It has been ascribed to a number of writers of satire, such as William S. Gilbert ("I hate my fellow-man"), but such identifications must be closely scrutinized, as a critical or darkly humorous outlook toward mankind may be mistaken for genuine misanthropy. Jonathan Swift is widely accused of misanthropy (see A Tale of a Tub and, most especially, Book IV of Gulliver's Travels).
Another example of mistaken misanthropy is Jean-Paul Sartre's quote "Hell is other people." On the face of it, this looks deeply misanthropic, but actually Sartre was making an observation about the tendency of human beings to lack self-knowledge. We tend to project our worst fears, and our most deeply disliked personal characteristics, onto other people, rather than look inside and face them within ourselves. Thus, when we look at other people we often see the worst of what is in our own personality.

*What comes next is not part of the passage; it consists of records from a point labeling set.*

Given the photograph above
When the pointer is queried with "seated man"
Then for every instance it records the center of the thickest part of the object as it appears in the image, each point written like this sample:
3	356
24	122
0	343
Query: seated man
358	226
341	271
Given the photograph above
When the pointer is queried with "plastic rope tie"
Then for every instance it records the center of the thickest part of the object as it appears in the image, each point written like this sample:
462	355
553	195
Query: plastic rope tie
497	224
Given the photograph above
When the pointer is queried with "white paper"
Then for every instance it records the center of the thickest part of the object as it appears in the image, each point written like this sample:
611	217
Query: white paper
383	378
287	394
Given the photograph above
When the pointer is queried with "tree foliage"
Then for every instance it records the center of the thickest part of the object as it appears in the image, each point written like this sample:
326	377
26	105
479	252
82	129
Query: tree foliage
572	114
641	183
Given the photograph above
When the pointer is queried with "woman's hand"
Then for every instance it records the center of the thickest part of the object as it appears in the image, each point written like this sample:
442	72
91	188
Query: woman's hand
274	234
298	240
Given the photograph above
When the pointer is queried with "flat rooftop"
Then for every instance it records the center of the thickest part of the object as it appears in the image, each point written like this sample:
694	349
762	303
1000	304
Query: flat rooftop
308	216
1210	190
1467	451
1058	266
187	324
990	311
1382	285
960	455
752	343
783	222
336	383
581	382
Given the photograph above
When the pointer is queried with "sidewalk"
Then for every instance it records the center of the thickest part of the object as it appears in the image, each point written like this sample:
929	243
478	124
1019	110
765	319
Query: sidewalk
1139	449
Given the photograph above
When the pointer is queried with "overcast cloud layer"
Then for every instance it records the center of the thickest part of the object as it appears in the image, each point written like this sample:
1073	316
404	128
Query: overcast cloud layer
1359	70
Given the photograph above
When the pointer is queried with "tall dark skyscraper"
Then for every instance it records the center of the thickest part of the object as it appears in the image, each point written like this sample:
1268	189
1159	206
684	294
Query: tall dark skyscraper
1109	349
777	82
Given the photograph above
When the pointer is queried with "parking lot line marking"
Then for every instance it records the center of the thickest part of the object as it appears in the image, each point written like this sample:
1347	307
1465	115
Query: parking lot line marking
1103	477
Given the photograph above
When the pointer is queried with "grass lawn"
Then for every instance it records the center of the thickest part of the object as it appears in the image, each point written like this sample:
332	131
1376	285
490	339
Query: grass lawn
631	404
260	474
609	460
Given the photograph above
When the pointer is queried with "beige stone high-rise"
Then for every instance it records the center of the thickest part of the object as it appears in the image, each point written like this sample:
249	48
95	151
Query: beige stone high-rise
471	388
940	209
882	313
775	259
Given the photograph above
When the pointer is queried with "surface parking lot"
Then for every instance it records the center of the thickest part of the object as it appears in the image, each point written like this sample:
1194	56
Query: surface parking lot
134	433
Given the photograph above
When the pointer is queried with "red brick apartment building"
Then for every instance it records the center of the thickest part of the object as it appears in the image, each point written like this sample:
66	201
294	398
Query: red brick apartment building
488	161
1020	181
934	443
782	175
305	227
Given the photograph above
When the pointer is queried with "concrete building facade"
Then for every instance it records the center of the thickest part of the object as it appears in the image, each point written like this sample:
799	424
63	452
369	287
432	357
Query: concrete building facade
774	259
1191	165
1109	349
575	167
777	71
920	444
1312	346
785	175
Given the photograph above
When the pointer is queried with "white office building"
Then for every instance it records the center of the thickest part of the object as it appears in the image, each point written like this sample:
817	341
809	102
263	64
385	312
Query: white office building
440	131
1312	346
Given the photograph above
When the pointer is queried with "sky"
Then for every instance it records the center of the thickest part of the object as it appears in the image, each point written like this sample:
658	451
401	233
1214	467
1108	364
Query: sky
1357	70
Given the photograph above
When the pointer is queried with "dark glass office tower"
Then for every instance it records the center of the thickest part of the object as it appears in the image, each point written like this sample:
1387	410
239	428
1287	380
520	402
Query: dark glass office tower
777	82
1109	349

It is important to distinguish between pessimism and misanthropy. Immanuel Kant said that "Of the crooked timber of humanity, no straight thing can ever be made," and yet this was not an expression of the uselessness of mankind itself. Similarly, Samuel Beckett once remarked that "Hell must be like... reminiscing about the good old days when we wished we were dead" — a statement that may, perhaps, be seen as utterly bleak and hopeless, but not as anti-human or expressive of any hatred of mankind.
The German philosopher Arthur Schopenhauer, on the other hand, was almost certainly as famously misanthropic as his reputation. He wrote that "human existence must be a kind of error."
Some have proposed elevating misanthropy to a protoscience of misanthropology.